Declines in fundamental areas of human development are being felt across most countries – rich and poor – in every region, according to a United Nations Development Programme (UNDP) statement issued on Thursday.
Globally, human development can be measured as a combination of several indexes like education, health and living standards across the planet. That index could decline this year for the first time since 1990, a year when the measurement was unveiled by the Pakistani economist.
The declination of the human development caused mainly by the coronavirus pandemic, the UNDP has warned.
“The world has seen many crises over the past 30 years, including the Global Financial Crisis of 2007-09. Each has hit human development hard but, overall, development gains accrued globally year-on-year,” UNDP Administrator Achim Steiner said.
In reality, coronavirus – with its triple hit to health, education, and income – may change this correlation, the experts suggest. Taking into account that COVID-19’s global death toll has exceeded 300,000 people, the global per capita income this year is expected to fall by four per cent.
According to the UNDP report, the most alarming thing is school closures.

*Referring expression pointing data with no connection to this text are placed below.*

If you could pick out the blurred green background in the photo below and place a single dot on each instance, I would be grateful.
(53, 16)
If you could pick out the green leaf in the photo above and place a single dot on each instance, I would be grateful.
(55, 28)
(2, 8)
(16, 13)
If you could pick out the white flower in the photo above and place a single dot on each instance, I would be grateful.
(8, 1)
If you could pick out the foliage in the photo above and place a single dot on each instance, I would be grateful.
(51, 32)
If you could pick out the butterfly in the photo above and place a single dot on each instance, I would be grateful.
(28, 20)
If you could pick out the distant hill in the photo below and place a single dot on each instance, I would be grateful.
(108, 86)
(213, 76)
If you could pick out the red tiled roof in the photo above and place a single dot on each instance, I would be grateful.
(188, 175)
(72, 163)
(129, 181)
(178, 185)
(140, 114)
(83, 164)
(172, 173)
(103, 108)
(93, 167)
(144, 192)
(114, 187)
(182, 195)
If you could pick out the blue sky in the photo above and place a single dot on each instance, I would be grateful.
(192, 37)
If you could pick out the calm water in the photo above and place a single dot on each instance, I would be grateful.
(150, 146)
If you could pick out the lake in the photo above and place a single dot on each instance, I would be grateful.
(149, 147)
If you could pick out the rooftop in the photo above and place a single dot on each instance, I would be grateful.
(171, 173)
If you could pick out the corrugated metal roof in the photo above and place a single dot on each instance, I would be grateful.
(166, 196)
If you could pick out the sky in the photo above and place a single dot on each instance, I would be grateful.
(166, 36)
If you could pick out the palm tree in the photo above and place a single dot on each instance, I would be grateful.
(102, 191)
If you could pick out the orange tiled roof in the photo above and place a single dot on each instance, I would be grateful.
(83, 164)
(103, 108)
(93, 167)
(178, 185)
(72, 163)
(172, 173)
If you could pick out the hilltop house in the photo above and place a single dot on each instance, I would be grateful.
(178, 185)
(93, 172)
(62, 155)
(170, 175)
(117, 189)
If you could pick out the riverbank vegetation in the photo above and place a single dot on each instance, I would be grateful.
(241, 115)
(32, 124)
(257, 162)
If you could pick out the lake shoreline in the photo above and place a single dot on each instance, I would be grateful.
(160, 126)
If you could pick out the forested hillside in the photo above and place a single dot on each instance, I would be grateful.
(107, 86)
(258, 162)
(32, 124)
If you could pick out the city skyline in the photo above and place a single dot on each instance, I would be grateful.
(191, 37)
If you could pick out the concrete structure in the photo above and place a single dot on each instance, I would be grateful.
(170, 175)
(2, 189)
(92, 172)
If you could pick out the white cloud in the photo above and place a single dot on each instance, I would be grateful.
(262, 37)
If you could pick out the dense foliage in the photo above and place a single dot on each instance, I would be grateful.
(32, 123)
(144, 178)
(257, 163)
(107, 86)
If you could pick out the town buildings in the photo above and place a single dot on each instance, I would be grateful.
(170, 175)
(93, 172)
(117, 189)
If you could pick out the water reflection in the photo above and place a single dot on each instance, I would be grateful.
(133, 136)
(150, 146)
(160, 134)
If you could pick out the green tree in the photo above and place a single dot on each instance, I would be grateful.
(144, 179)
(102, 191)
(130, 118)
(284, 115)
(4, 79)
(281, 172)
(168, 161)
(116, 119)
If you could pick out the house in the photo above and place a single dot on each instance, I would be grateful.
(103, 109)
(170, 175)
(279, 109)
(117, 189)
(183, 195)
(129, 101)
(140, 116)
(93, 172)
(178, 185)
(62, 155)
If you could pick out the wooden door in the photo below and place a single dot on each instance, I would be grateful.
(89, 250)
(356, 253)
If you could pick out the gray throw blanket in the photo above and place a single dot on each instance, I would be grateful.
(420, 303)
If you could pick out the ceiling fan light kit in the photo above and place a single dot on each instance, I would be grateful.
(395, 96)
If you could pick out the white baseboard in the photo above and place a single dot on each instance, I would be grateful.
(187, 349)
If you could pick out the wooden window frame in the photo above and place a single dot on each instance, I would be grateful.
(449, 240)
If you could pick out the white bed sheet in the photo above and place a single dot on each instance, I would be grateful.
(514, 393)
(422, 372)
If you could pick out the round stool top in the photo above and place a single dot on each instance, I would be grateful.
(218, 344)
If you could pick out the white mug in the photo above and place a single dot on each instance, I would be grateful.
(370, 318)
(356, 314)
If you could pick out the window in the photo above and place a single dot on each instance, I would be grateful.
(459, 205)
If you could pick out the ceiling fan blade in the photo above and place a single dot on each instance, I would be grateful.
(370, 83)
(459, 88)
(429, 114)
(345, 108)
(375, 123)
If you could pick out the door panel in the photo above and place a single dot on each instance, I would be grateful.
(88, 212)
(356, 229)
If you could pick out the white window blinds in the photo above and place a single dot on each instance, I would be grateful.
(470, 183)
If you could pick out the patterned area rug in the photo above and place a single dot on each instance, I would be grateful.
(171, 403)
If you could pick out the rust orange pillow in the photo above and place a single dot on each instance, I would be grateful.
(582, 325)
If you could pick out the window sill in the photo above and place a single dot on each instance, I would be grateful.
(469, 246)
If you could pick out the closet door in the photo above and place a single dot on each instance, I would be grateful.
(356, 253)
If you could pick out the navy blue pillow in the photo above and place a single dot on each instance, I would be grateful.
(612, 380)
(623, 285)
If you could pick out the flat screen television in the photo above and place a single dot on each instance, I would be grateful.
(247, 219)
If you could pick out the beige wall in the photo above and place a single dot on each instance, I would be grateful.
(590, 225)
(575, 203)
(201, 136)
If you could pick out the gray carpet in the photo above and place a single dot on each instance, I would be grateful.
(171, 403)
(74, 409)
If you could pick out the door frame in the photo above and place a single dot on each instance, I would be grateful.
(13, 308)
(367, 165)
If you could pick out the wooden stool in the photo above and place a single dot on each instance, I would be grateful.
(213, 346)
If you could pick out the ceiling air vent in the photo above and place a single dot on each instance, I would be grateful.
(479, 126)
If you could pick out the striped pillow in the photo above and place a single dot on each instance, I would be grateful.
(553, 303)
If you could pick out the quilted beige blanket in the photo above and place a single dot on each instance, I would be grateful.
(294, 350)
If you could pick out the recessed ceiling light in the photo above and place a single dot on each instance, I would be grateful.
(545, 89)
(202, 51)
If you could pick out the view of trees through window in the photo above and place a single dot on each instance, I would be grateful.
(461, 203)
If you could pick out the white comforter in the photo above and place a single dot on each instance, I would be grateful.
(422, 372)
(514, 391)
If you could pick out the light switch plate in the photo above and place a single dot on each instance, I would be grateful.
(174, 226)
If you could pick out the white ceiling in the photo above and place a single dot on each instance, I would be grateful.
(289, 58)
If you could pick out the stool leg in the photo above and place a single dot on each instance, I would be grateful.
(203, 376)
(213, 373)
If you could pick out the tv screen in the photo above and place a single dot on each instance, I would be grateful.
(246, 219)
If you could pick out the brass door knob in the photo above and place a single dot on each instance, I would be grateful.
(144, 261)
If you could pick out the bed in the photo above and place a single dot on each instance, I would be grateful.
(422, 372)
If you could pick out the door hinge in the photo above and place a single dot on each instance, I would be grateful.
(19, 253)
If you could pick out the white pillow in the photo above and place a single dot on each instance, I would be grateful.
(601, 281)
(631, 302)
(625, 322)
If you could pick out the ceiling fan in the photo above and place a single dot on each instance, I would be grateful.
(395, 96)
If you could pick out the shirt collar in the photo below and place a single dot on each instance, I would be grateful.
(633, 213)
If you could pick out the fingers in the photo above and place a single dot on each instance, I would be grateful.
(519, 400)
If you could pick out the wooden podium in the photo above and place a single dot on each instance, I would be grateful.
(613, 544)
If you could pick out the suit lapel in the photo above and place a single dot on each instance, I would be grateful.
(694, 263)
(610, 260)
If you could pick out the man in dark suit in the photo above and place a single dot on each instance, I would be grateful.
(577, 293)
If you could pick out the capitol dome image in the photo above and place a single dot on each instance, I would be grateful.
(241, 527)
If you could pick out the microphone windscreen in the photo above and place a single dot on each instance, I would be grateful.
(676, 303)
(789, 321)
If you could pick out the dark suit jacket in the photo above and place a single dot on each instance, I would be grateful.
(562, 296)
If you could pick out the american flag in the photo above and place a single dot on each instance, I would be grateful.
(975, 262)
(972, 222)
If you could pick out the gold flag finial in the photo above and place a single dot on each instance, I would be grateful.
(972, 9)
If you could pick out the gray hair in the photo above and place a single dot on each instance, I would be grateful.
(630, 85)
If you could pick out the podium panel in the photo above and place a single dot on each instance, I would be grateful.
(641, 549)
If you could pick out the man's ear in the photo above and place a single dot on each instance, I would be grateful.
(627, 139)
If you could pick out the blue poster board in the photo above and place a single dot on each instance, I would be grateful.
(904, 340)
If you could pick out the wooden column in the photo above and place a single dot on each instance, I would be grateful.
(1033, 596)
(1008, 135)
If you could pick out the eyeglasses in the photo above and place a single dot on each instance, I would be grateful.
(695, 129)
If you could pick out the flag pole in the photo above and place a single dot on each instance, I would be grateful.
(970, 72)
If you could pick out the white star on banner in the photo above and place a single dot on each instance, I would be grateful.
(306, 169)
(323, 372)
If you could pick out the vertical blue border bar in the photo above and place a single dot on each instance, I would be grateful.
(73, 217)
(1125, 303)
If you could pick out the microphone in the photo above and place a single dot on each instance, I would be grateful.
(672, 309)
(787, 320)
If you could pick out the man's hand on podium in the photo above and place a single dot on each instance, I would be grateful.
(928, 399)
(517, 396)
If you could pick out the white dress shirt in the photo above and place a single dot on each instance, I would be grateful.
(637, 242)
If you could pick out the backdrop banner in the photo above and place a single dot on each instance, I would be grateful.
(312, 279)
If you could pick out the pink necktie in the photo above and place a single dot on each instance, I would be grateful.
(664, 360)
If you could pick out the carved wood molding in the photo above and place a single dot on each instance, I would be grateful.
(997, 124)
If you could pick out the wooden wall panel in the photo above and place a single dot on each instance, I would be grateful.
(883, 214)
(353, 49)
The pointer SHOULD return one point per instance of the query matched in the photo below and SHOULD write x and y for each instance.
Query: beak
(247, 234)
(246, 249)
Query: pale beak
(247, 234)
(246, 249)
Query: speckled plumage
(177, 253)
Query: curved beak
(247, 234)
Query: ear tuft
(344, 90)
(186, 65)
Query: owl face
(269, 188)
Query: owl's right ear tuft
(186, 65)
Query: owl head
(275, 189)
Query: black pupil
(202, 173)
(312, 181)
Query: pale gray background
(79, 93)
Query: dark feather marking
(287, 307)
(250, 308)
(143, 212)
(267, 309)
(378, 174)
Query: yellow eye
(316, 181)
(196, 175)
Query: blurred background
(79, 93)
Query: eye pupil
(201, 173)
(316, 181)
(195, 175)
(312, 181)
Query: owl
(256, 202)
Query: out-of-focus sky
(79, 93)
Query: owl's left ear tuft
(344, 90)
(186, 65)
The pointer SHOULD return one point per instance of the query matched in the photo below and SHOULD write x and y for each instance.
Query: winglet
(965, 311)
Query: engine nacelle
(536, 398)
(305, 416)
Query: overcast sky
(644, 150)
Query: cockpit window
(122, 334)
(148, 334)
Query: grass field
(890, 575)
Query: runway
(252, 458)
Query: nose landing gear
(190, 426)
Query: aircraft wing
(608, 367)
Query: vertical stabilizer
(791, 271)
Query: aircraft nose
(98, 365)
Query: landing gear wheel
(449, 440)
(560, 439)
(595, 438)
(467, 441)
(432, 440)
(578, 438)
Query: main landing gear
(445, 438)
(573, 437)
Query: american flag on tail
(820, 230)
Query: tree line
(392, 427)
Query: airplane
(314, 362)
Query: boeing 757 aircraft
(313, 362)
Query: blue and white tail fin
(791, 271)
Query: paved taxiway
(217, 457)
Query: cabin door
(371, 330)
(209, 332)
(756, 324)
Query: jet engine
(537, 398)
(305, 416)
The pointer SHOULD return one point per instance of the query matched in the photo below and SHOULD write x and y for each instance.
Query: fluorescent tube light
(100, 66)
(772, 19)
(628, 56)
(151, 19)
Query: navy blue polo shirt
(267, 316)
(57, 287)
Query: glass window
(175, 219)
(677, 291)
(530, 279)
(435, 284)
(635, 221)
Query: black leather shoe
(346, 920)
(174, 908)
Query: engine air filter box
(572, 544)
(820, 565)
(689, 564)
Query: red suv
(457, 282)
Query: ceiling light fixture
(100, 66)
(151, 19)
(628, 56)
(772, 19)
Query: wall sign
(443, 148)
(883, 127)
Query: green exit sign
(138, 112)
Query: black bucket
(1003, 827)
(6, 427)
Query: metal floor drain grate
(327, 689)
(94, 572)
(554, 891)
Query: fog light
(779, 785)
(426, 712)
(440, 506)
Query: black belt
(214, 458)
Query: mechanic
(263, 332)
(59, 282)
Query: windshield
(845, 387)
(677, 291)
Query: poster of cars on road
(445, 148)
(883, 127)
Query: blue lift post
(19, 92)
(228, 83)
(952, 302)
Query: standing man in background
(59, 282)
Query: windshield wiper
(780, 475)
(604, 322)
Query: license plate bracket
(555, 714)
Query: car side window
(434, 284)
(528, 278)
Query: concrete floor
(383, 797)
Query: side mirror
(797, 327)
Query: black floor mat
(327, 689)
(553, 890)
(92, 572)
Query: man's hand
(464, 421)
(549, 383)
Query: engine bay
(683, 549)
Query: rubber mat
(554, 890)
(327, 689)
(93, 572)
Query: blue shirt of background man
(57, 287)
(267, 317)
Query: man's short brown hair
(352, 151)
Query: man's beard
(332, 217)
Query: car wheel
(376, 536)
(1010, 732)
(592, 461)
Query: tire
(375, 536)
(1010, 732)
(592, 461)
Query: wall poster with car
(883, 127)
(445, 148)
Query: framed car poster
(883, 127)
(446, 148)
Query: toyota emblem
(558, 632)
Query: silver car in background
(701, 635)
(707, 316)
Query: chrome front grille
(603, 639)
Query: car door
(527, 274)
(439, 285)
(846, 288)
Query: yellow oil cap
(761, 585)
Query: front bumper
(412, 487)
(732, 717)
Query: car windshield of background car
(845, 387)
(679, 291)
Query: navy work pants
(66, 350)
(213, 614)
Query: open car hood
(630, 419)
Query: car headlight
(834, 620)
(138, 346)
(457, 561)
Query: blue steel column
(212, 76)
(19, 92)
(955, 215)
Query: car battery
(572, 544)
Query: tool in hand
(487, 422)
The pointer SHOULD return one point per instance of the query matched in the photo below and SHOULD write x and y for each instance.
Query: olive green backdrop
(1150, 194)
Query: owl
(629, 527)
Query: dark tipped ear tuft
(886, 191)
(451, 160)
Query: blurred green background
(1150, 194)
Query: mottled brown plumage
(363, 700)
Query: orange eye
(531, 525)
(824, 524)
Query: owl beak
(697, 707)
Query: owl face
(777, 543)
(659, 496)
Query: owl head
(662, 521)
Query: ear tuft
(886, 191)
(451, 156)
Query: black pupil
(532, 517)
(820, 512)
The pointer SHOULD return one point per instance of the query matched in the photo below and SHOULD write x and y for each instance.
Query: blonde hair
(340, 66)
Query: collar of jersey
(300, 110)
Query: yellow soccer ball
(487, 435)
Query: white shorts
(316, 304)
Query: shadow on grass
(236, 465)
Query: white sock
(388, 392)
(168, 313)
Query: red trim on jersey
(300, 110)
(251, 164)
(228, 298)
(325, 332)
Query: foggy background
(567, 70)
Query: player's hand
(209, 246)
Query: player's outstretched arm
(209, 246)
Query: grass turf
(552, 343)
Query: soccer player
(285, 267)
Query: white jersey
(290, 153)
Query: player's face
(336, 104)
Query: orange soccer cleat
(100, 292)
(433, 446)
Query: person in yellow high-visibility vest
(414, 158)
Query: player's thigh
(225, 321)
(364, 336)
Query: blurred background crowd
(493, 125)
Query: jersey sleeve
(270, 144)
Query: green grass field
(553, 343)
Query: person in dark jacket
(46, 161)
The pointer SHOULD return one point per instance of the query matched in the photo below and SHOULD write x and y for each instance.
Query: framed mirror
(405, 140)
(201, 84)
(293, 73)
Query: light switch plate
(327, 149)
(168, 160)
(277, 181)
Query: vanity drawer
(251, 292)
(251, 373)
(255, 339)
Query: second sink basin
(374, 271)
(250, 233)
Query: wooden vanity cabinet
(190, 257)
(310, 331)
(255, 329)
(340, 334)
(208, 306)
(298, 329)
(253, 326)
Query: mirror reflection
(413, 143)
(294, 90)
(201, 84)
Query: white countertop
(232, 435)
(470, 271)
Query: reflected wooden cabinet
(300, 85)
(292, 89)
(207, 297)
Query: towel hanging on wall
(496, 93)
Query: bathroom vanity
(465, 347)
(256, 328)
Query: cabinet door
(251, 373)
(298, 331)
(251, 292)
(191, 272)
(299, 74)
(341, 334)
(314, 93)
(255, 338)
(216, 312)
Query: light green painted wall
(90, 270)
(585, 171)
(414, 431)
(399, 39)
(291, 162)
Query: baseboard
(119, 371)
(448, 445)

This year, the percentage of primary-school-age children, adjusted to reflect those without Internet access—indicate that 60 per cent of children are not getting an education, leading to global levels not seen since the 1980s.
The combined impact of these shocks could signify the largest reversal in human development on record, UNDP said. The drop in human development is expected to be much higher in developing countries that are less able to cope with the pandemic’s social and economic fallout than richer nations.
This is particularly important for the ‘new necessities’ of the 21st century, such as access to the Internet, which is helping us to benefit from tele-education, tele-medicine, and to work from home,” Pedro Conceiçao, Director of the Human Development Report Office at UNDP, said.
UNDP recommends steps to tackle the complexity of coronacrisis
UNDP recommends five priority steps to tackle the complexity of this crisis:
- protecting health systems and services; ramping up social protection;
- protecting jobs, small- and medium-sized businesses and informal sector workers;
- making macroeconomic policies work for everyone; and
- promoting peace, good governance and trust to build social cohesion.
UNDP called on the international community to rapidly invest in the ability of developing countries to follow these steps.
In 1990, the concept of human development was developed by the late Dr Mahbubul Haq, a Pakistani economist who worked for the UNDP. The same year the first UNDP Human Development Report (HDR) was launched under his leadership.